But a peculiar new study offers yet another possible explanation: the stripes help the zebras stay cool in their sometimes sweltering habitats.

“We discovered that temperature is an important predictor of how stripy plains zebra are,” Dr. Brenda Larison, an assistant researcher at the University of California, Los Angeles and the study’s lead author, told The Huffington Post in an email. “Zebra in areas with seasonal cold temperatures are less stripy than those in areas with sustained warm temperatures.”

For the study, the researchers analyzed variations in the stripes seen in plains zebras at 16 sites in Africa. The researchers then examined the relationship between the stripe patterns and 29 environmental variables, including climate to predation to biting flies.

What did the analysis show? The extent of striping was correlated more closely withhot weather than with other environmental variables. In other words, the hotter their habitat the more stripes zebras tended to have.

One hypothesis for the correlation is that bold black and white stripes cool zebras by creating convection currents in the air around the animals’ bodies. That is, air moves faster over sunlight-absorbing black stripes and slower over white stripes to create cooling airflow, National Geographic reported.

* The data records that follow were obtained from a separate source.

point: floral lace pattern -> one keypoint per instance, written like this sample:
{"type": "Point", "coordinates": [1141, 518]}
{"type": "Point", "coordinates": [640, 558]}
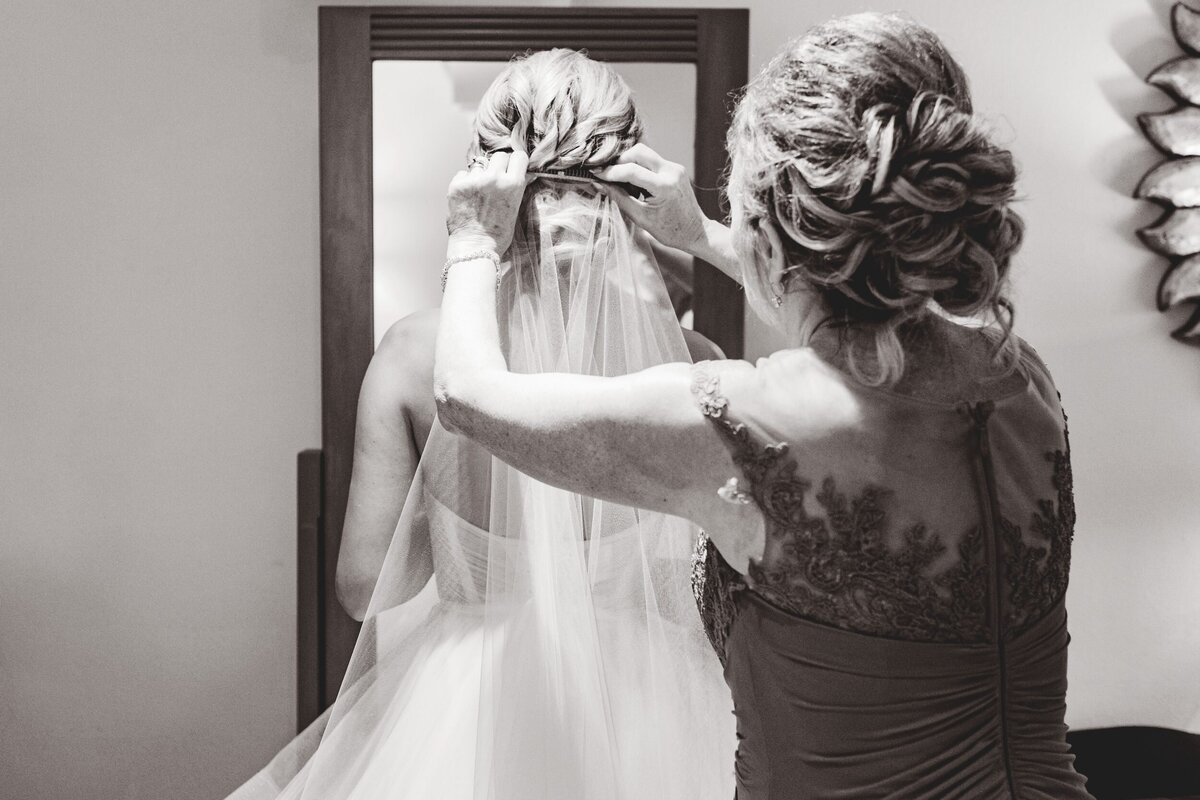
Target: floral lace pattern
{"type": "Point", "coordinates": [839, 570]}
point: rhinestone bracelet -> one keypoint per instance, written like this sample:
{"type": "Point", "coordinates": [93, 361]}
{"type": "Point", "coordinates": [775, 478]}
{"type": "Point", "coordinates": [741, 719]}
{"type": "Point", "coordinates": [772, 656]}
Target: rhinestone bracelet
{"type": "Point", "coordinates": [471, 257]}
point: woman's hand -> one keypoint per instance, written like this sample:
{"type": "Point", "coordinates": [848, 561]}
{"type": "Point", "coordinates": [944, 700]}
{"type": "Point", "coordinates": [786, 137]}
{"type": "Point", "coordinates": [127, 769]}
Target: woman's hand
{"type": "Point", "coordinates": [484, 200]}
{"type": "Point", "coordinates": [671, 212]}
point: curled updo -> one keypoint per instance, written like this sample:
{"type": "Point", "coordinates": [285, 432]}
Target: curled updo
{"type": "Point", "coordinates": [857, 146]}
{"type": "Point", "coordinates": [573, 112]}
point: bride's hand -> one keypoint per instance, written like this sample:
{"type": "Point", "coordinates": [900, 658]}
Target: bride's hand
{"type": "Point", "coordinates": [484, 200]}
{"type": "Point", "coordinates": [671, 212]}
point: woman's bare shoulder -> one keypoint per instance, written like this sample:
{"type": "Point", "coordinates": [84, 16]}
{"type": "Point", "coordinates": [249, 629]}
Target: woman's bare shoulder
{"type": "Point", "coordinates": [401, 371]}
{"type": "Point", "coordinates": [700, 347]}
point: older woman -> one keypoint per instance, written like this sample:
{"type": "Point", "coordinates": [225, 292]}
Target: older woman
{"type": "Point", "coordinates": [889, 500]}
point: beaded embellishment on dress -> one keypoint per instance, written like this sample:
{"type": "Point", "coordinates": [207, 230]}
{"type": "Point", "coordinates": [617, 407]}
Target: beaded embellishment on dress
{"type": "Point", "coordinates": [837, 567]}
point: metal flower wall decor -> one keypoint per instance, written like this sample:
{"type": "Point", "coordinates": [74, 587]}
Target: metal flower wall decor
{"type": "Point", "coordinates": [1175, 184]}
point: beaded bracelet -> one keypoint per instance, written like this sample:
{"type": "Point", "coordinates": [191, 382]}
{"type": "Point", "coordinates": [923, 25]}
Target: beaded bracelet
{"type": "Point", "coordinates": [471, 257]}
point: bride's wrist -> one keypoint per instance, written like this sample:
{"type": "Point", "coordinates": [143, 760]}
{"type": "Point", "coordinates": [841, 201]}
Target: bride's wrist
{"type": "Point", "coordinates": [462, 244]}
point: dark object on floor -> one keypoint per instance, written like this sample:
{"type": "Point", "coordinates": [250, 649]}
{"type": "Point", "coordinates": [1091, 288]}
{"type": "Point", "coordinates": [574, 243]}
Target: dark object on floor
{"type": "Point", "coordinates": [1138, 763]}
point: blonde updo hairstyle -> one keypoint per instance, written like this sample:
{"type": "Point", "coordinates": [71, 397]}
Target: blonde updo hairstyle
{"type": "Point", "coordinates": [570, 112]}
{"type": "Point", "coordinates": [856, 151]}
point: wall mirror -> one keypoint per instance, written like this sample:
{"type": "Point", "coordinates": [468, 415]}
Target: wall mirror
{"type": "Point", "coordinates": [399, 86]}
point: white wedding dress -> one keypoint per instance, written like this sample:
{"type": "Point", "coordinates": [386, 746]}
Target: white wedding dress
{"type": "Point", "coordinates": [557, 651]}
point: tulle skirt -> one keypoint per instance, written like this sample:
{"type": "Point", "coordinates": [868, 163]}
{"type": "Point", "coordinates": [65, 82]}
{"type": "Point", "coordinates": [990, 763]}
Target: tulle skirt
{"type": "Point", "coordinates": [473, 717]}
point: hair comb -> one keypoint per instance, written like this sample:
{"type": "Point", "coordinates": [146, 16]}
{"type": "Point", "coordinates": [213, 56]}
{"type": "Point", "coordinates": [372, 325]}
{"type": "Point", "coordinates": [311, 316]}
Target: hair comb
{"type": "Point", "coordinates": [583, 175]}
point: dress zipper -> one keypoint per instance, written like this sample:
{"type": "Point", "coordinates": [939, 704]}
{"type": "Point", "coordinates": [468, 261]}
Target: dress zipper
{"type": "Point", "coordinates": [979, 413]}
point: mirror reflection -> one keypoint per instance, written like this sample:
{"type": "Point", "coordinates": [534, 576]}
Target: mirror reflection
{"type": "Point", "coordinates": [421, 126]}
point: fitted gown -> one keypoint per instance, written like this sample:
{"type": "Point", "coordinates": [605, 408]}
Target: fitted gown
{"type": "Point", "coordinates": [904, 633]}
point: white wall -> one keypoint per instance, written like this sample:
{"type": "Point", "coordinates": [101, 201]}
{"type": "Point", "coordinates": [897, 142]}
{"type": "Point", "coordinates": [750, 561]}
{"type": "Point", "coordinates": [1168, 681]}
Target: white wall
{"type": "Point", "coordinates": [159, 344]}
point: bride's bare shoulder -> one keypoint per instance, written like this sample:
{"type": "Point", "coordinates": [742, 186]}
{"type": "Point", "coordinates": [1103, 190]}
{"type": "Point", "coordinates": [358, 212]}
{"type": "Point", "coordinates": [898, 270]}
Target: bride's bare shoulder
{"type": "Point", "coordinates": [401, 371]}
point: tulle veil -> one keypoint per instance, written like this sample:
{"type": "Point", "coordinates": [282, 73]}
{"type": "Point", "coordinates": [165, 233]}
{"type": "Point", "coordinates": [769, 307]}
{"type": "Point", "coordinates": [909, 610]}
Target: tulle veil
{"type": "Point", "coordinates": [556, 651]}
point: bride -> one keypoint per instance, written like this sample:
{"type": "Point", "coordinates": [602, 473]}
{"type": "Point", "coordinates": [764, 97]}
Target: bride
{"type": "Point", "coordinates": [556, 653]}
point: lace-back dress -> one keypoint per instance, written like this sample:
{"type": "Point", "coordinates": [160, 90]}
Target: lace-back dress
{"type": "Point", "coordinates": [904, 633]}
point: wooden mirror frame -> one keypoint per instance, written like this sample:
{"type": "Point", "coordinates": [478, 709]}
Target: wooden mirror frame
{"type": "Point", "coordinates": [349, 41]}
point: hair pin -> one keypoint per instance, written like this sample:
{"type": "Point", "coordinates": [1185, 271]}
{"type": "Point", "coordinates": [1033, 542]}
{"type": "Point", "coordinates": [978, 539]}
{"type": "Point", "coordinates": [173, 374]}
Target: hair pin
{"type": "Point", "coordinates": [583, 175]}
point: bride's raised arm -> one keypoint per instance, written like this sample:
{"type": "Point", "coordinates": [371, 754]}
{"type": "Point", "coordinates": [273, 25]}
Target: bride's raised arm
{"type": "Point", "coordinates": [637, 439]}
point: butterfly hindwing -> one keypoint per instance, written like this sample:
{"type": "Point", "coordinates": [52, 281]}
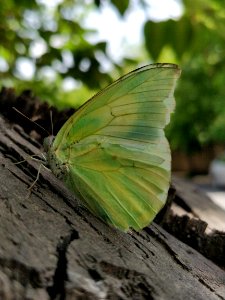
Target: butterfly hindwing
{"type": "Point", "coordinates": [115, 150]}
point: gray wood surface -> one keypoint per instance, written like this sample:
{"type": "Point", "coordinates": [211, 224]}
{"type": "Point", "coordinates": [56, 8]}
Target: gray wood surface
{"type": "Point", "coordinates": [51, 248]}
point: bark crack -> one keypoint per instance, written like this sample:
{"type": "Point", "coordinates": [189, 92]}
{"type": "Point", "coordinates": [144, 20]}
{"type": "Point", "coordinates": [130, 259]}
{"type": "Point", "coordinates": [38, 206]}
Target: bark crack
{"type": "Point", "coordinates": [57, 290]}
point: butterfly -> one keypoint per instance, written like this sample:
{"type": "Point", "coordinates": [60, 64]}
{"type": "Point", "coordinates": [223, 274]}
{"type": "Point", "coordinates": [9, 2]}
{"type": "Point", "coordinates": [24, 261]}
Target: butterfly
{"type": "Point", "coordinates": [112, 153]}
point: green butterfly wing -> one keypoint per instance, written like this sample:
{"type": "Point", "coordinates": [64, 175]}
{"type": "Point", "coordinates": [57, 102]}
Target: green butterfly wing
{"type": "Point", "coordinates": [113, 153]}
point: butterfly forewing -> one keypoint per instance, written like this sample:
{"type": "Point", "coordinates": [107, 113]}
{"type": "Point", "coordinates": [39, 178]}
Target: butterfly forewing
{"type": "Point", "coordinates": [114, 147]}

Indeed, preliminary observations using a digital thermometer gun showed that grazing zebras maintain a significantly lower surface body temperature (84.6 degrees Fahrenheit) than nearby antelopes that are similar in size but have brown coats (90.5 degrees).

But this doesn’t mean the zebra stripes mystery has finally been solved, according to Larison.

“We need to give all the hypotheses for zebra striping serious consideration,” she said in the email. “We don’t see any of the hypotheses as being out of the running yet and there is no reason to think there has to be just one answer. Multiple functions of a trait are not unheard of.”

The study was published in the journal Royal Society Open Science on Jan. 14, 2015.